Multi-Agent Reinforcement Learning for Assessing False-Data Injection Attacks on Transportation Networks
Taha Eghtesad, Sirui Li, Yevgeniy Vorobeychik, Aron Laszka
TL;DR
The paper addresses false-data injection attacks on transportation networks driven by navigation apps by modeling the attacker as an MDP that perturbs observed edge travel times under a budget. It introduces a Hierarchical Multi-Agent Reinforcement Learning (HMARL) framework with a high-level budget allocator and low-level cooperative agents to identify near-optimal attack strategies at scale, validated on the Sioux Falls, ND network. Empirical results show HMARL attenuates baselines and ablations, achieving 10–50% greater disruption to total travel time depending on budget, demonstrating scalability to graph-scale transport systems. The work highlights defense implications and points to graph-based state representations and ML-driven detection as promising directions for mitigating false-data injection attacks in navigation-enabled transportation networks.
Abstract
The increasing reliance of drivers on navigation applications has made transportation networks more susceptible to data-manipulation attacks by malicious actors.

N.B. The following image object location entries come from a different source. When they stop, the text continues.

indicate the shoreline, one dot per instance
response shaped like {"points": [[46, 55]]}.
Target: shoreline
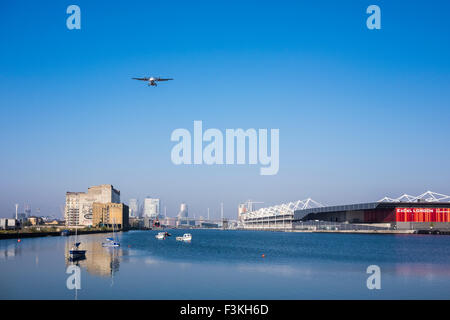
{"points": [[20, 235]]}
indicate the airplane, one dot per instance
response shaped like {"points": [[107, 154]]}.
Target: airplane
{"points": [[153, 81]]}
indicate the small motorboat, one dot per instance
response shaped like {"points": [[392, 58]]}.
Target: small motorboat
{"points": [[185, 237], [110, 243], [161, 235], [75, 253]]}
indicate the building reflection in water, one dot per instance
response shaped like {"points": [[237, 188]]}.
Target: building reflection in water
{"points": [[10, 251], [99, 261]]}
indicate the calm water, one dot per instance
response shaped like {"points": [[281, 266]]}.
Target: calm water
{"points": [[229, 265]]}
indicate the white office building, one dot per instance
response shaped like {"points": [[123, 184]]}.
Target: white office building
{"points": [[151, 208], [78, 210], [133, 208]]}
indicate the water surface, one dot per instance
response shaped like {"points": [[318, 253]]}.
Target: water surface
{"points": [[229, 265]]}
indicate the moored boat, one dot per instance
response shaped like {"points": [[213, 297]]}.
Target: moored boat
{"points": [[185, 237]]}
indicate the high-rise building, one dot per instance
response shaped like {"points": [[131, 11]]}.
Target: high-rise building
{"points": [[183, 211], [134, 208], [78, 209], [109, 214], [151, 208], [242, 209]]}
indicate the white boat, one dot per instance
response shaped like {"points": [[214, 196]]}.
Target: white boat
{"points": [[75, 253], [111, 242], [185, 237], [161, 236]]}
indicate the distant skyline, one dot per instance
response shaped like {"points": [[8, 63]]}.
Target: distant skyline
{"points": [[362, 113]]}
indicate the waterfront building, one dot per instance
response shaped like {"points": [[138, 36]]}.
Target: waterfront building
{"points": [[428, 211], [78, 209], [242, 209], [35, 221], [8, 224], [169, 222], [134, 208], [151, 208], [109, 214], [183, 211], [205, 224]]}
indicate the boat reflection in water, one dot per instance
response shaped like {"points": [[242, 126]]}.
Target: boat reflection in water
{"points": [[98, 260]]}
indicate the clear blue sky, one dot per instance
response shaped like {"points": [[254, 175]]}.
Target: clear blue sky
{"points": [[362, 114]]}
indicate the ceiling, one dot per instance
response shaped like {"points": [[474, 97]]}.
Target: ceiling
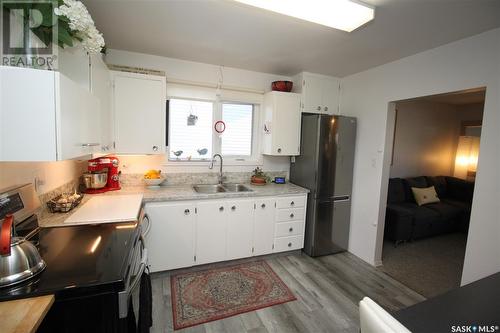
{"points": [[472, 96], [224, 32]]}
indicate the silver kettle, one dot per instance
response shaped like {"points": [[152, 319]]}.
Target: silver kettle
{"points": [[19, 258]]}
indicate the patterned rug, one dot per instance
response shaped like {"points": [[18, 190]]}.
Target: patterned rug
{"points": [[200, 297]]}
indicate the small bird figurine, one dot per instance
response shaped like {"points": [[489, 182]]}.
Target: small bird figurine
{"points": [[178, 153], [203, 151]]}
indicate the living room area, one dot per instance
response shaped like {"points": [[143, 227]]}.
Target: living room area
{"points": [[430, 191]]}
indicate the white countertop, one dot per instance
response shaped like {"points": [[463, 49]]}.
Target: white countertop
{"points": [[107, 209], [159, 194]]}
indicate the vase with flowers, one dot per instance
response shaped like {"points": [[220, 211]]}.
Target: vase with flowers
{"points": [[64, 23]]}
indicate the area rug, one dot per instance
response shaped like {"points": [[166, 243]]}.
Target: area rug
{"points": [[204, 296]]}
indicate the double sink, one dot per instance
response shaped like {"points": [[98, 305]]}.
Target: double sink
{"points": [[220, 188]]}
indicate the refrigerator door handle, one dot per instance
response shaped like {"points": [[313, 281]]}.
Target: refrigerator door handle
{"points": [[341, 198]]}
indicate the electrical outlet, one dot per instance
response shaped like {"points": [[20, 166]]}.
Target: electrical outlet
{"points": [[38, 177]]}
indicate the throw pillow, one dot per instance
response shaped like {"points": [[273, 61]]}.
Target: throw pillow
{"points": [[425, 195]]}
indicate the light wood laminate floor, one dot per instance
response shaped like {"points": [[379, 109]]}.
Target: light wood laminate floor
{"points": [[327, 288]]}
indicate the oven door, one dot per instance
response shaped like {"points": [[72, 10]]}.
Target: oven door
{"points": [[132, 281]]}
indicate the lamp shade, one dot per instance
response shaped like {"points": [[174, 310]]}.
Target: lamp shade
{"points": [[466, 156]]}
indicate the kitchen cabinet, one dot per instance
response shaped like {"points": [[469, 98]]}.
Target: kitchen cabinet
{"points": [[139, 110], [282, 116], [171, 240], [263, 232], [101, 87], [319, 93], [74, 63], [46, 116], [240, 227], [211, 227], [188, 233], [290, 223]]}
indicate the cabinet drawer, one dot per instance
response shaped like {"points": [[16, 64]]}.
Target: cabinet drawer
{"points": [[292, 214], [288, 243], [289, 229], [291, 202]]}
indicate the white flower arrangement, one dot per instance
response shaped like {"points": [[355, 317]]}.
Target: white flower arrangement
{"points": [[75, 22]]}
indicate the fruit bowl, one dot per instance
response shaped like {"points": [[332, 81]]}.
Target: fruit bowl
{"points": [[154, 182]]}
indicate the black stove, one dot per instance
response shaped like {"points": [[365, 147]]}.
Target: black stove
{"points": [[92, 270], [79, 259]]}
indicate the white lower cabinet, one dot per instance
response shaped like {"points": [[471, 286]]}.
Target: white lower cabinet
{"points": [[263, 229], [211, 226], [290, 223], [171, 240], [188, 233]]}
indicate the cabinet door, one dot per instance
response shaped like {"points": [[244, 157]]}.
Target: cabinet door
{"points": [[171, 240], [312, 94], [240, 228], [27, 126], [330, 91], [286, 124], [211, 227], [73, 62], [100, 86], [263, 232], [139, 109]]}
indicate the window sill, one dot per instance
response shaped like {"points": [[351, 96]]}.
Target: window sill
{"points": [[205, 163]]}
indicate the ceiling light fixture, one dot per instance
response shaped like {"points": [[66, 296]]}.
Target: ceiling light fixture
{"points": [[345, 15]]}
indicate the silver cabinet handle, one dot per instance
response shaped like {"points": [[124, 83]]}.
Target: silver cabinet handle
{"points": [[145, 219]]}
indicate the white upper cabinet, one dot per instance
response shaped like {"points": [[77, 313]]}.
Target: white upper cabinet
{"points": [[281, 128], [139, 103], [45, 116], [319, 93], [74, 63]]}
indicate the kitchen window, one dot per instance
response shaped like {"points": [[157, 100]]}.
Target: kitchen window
{"points": [[192, 137]]}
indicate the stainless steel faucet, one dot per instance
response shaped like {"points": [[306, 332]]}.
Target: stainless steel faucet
{"points": [[211, 166]]}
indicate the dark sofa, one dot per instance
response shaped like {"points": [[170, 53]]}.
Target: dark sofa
{"points": [[405, 220]]}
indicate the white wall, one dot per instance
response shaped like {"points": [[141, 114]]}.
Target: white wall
{"points": [[53, 174], [425, 139], [468, 63], [196, 72]]}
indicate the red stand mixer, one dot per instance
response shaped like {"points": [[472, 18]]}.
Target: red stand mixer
{"points": [[103, 175]]}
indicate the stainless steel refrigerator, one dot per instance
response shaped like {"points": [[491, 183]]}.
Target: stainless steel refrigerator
{"points": [[325, 167]]}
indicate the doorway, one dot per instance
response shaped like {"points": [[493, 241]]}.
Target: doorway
{"points": [[435, 148]]}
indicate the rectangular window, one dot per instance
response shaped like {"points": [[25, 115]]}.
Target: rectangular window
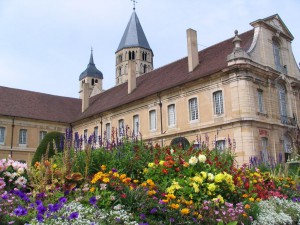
{"points": [[260, 101], [96, 133], [152, 119], [220, 145], [23, 137], [2, 133], [121, 127], [193, 109], [42, 135], [171, 115], [264, 152], [107, 130], [218, 102], [136, 125]]}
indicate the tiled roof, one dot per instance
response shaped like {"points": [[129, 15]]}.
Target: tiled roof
{"points": [[91, 70], [28, 104], [34, 105], [211, 60], [134, 35]]}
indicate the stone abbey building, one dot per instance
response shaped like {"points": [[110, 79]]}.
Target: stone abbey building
{"points": [[246, 88]]}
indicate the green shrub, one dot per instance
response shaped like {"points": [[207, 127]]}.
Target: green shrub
{"points": [[41, 150]]}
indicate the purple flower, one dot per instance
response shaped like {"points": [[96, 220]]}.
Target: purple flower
{"points": [[62, 200], [142, 216], [93, 200], [39, 218], [154, 210], [73, 215], [41, 209], [20, 211], [38, 202]]}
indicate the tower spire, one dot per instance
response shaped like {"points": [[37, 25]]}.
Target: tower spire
{"points": [[134, 2], [91, 57]]}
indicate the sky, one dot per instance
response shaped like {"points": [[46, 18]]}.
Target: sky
{"points": [[46, 44]]}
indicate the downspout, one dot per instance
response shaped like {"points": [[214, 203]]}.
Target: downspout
{"points": [[101, 129], [12, 135], [161, 123]]}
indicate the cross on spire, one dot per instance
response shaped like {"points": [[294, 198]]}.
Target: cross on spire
{"points": [[134, 2]]}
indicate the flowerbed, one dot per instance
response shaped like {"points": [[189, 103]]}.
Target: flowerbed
{"points": [[151, 185]]}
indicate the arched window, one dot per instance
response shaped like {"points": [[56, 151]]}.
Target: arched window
{"points": [[276, 52], [282, 100], [287, 147], [218, 102]]}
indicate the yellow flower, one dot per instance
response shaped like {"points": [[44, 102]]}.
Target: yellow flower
{"points": [[106, 180], [161, 162], [152, 192], [174, 206], [185, 211], [170, 196], [203, 174], [245, 196], [212, 187], [123, 176], [219, 178], [219, 199], [150, 165], [251, 199]]}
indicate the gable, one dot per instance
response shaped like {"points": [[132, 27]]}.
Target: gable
{"points": [[275, 23]]}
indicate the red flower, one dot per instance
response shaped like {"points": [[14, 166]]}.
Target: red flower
{"points": [[123, 195]]}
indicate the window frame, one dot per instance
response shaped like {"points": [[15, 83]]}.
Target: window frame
{"points": [[23, 136], [173, 116], [193, 109], [42, 135], [218, 102], [2, 135], [135, 125], [152, 120], [260, 101]]}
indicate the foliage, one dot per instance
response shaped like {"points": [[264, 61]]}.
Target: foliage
{"points": [[47, 143], [135, 183]]}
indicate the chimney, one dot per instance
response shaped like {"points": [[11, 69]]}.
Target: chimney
{"points": [[192, 45], [85, 96], [131, 76]]}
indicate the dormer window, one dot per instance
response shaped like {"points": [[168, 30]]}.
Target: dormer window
{"points": [[276, 51]]}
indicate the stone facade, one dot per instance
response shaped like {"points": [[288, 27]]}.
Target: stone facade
{"points": [[252, 97]]}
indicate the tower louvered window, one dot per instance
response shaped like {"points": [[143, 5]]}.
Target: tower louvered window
{"points": [[2, 133], [218, 102], [193, 109], [171, 115], [152, 119]]}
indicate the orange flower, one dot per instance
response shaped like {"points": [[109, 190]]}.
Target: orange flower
{"points": [[47, 163], [174, 206], [247, 206], [185, 211]]}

Adversaries may exploit vulnerabilities in the data collection or processing of navigation services to inject false information, and to thus interfere with the drivers' route selection. Such attacks can significantly increase traffic congestions, resulting in substantial waste of time and resources, and may even disrupt essential services that rely on road networks. To assess the threat posed by such attacks, we introduce a computational framework to find worst-case data-injection attacks against transportation networks. First, we devise an adversarial model with a threat actor who can manipulate drivers by increasing the travel times that they perceive on certain roads. Then, we employ hierarchical multi-agent reinforcement learning to find an approximate optimal adversarial strategy for data manipulation. We demonstrate the applicability of our approach through simulating attacks on the Sioux Falls, ND network topology.